The Yugoslav rules referred to above have not made it perfectly clear whether interest on default is only due when delay in payment is attributable to the fault of the debtor, or whether such interest is a simple consequence of the objective fact that payment was not made in time. Article 277 of the Act on Obligations, and Article 1 of the Act on the Amount of Interest on Default simply state that interest on default is owed if the debtor is late with payment. In recent Yugoslav scholarly writings two justices of the Supreme Court of Serbia have taken a position that interest on default is due when the debtor is responsible for the delay. According to Justice Latinovic, "Interest on default is a consequence of breach of contract by the debtor . . ." (Z. Latinovic, Zatezna kamatazbog docnje u placanju novcane obaveze, Pravni zivot 9-10/1992, 1426, at p. 1428). In the words of Justice Maljkovic "Interest on default regarding pecuniary claims is due from the moment the debtor is in default." (B. Maljkovic, zatezna kamata na novcano potrazivanje nenovcane stete, Pravni zivot 9-10/1992, 1436, at p. 1438.) Under Yugoslav law, there is no default if lack of performance is not imputable to the debtor. At the same time, according to Article 262 (4) of the 1978 Act on Obligations, the debtor will be responsible even if his performance became impossible, if it became impossible after the debtor fell into default. We shall be guided by these rules.

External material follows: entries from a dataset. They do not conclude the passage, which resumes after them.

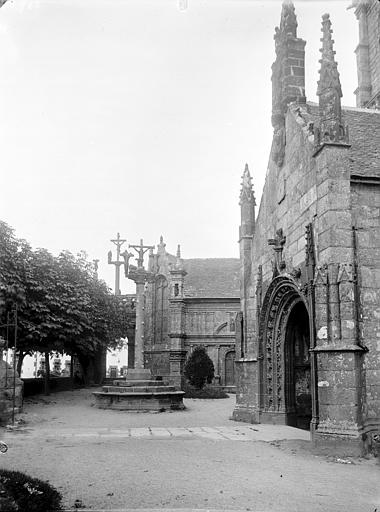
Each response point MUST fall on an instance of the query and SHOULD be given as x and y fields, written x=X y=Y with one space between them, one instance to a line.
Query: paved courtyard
x=183 y=460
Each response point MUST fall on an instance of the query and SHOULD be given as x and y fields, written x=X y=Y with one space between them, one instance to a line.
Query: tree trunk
x=72 y=371
x=47 y=373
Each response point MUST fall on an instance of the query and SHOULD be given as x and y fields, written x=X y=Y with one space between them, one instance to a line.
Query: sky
x=138 y=116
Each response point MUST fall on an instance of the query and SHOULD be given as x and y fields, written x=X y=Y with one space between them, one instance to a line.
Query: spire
x=246 y=193
x=288 y=76
x=288 y=23
x=330 y=129
x=178 y=263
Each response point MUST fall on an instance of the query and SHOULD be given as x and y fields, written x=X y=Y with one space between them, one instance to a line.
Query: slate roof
x=212 y=277
x=364 y=137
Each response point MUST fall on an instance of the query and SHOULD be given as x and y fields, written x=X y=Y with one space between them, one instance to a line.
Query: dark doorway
x=297 y=368
x=230 y=369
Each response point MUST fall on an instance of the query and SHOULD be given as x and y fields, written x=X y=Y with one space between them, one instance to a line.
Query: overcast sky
x=138 y=116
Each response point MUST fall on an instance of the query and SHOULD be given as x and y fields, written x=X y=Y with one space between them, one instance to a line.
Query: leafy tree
x=199 y=368
x=62 y=306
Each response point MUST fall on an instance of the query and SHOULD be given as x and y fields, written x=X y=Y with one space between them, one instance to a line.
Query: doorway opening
x=297 y=368
x=230 y=369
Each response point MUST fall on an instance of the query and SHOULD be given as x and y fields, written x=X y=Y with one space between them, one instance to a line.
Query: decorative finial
x=246 y=193
x=288 y=23
x=331 y=129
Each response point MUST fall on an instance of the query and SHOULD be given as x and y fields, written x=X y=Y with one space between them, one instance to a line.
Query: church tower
x=368 y=53
x=288 y=76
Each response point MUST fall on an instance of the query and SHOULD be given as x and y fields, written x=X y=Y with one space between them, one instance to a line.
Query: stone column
x=177 y=323
x=139 y=336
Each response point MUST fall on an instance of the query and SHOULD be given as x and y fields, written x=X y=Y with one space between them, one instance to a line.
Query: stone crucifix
x=278 y=246
x=141 y=250
x=117 y=262
x=140 y=276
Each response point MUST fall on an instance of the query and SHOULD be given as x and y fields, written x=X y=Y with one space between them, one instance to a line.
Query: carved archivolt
x=282 y=295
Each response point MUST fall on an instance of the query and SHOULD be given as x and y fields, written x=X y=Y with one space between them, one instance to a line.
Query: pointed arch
x=280 y=300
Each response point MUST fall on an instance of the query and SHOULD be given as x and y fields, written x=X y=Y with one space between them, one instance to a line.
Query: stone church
x=308 y=333
x=190 y=302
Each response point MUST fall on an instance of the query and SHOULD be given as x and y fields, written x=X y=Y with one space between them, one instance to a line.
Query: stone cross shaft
x=140 y=276
x=117 y=262
x=141 y=250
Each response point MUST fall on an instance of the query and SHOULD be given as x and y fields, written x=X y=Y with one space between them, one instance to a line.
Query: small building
x=308 y=341
x=190 y=302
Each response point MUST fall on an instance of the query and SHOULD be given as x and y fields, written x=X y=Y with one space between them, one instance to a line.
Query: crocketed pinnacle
x=246 y=193
x=330 y=129
x=329 y=75
x=288 y=23
x=161 y=246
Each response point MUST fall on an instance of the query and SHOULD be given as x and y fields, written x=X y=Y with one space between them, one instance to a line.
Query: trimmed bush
x=208 y=392
x=29 y=494
x=199 y=368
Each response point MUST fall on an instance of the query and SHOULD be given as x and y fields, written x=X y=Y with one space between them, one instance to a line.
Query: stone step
x=126 y=383
x=147 y=393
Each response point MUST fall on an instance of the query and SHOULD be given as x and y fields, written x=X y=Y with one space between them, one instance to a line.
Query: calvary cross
x=141 y=250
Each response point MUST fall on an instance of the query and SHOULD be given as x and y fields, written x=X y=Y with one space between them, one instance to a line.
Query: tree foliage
x=199 y=368
x=61 y=305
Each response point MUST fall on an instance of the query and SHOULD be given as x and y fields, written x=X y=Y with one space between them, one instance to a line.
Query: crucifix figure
x=278 y=246
x=118 y=242
x=141 y=250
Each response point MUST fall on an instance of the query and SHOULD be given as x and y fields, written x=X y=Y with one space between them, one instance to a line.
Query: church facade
x=308 y=339
x=190 y=302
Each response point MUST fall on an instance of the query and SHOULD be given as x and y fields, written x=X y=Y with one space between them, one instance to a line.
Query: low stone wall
x=6 y=392
x=37 y=386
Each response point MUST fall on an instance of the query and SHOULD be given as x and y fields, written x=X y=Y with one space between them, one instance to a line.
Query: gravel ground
x=68 y=442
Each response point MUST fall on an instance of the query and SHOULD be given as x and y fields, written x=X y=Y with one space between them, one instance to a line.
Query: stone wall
x=366 y=217
x=211 y=323
x=6 y=392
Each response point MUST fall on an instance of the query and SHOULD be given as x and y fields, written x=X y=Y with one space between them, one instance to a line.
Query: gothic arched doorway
x=297 y=368
x=285 y=372
x=230 y=369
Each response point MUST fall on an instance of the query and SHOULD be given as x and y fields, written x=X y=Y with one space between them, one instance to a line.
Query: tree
x=62 y=306
x=199 y=368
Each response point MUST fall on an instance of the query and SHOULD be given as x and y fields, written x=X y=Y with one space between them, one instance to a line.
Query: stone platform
x=139 y=392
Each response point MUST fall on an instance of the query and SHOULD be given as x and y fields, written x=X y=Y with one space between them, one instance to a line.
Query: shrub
x=208 y=392
x=29 y=494
x=199 y=368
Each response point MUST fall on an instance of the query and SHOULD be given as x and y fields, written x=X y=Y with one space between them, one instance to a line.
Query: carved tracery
x=279 y=301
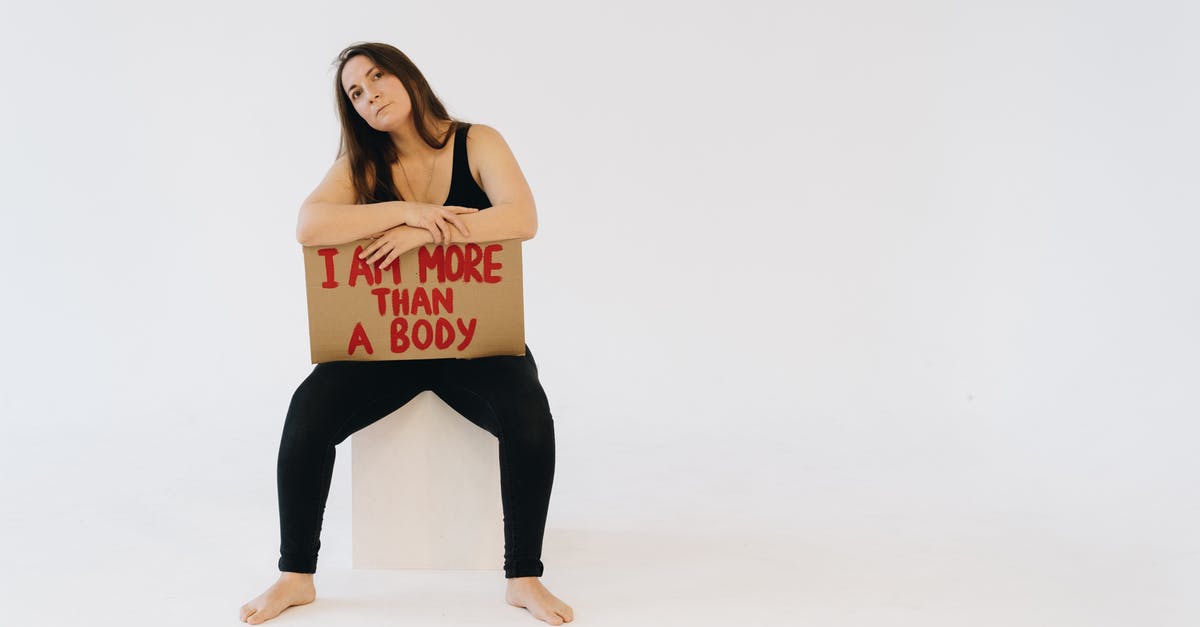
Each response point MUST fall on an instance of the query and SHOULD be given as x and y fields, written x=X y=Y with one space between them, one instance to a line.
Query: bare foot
x=292 y=589
x=528 y=592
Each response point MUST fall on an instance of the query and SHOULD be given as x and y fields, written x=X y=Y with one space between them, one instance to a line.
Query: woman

The UN sanctions had created a rather peculiar situation regarding the distribution of liabilities for failure to perform. We have established in this award that [Buyer] is liable to pay the purchase price notwithstanding whether he was or was not able to make proper use of the goods. Respondent/Buyer became responsible for the goods before the UN sanctions became effective in Hungary (they became effective on June 3, 1992 by virtue of Government Order No. 91/1992.) As far as payment is concerned, according to the Purchase Agreement of May 21, 1992, Buyer was supposed to pay US $15,000 before delivery, while the balance was due "within two weeks after delivery". This means that with respect to US $15,000 -- Buyer was in default before the sanctions became effective, he could have and should have paid at a date when payment was possible and his status of being a defaulting party cannot be changed by a later force majeure under Article 262(4) of the Yugoslav Act on Obligations. This is not the case, however, with respect to the balance of US $78,127. With respect to this latter amount [Buyer] was not in default on June 3, 1992, the sanctions effectively thwarted payment. As a matter of fact, Claimant acknowledges in the statement of claim that in July 1992, [Buyer] made attempts to pay, but this was hindered by the UN sanctions. The payment of this amount became only possible when the UN sanctions were suspended. Suspension became effective on November 22, 1995 at 24:00 hours. (Resolution of the UN Security Council No. 1022/1995 -- Published in Hungary in Magyar Közlöny No. 102/1995.) Therefore, from November 23, 1995, [Buyer] was in default with the payment of the amount of US $78,127 -- short of convincing evidence to the contrary -- and no such evidence was presented.
On ground of these considerations the arbitrators have concluded that [Buyer] owes:
a) 8% interest on the amount of US $15,000 from May 28, 1992, until payment:
b) 8% interest on the amount of US $78,127 from November 23, 1995, until payment.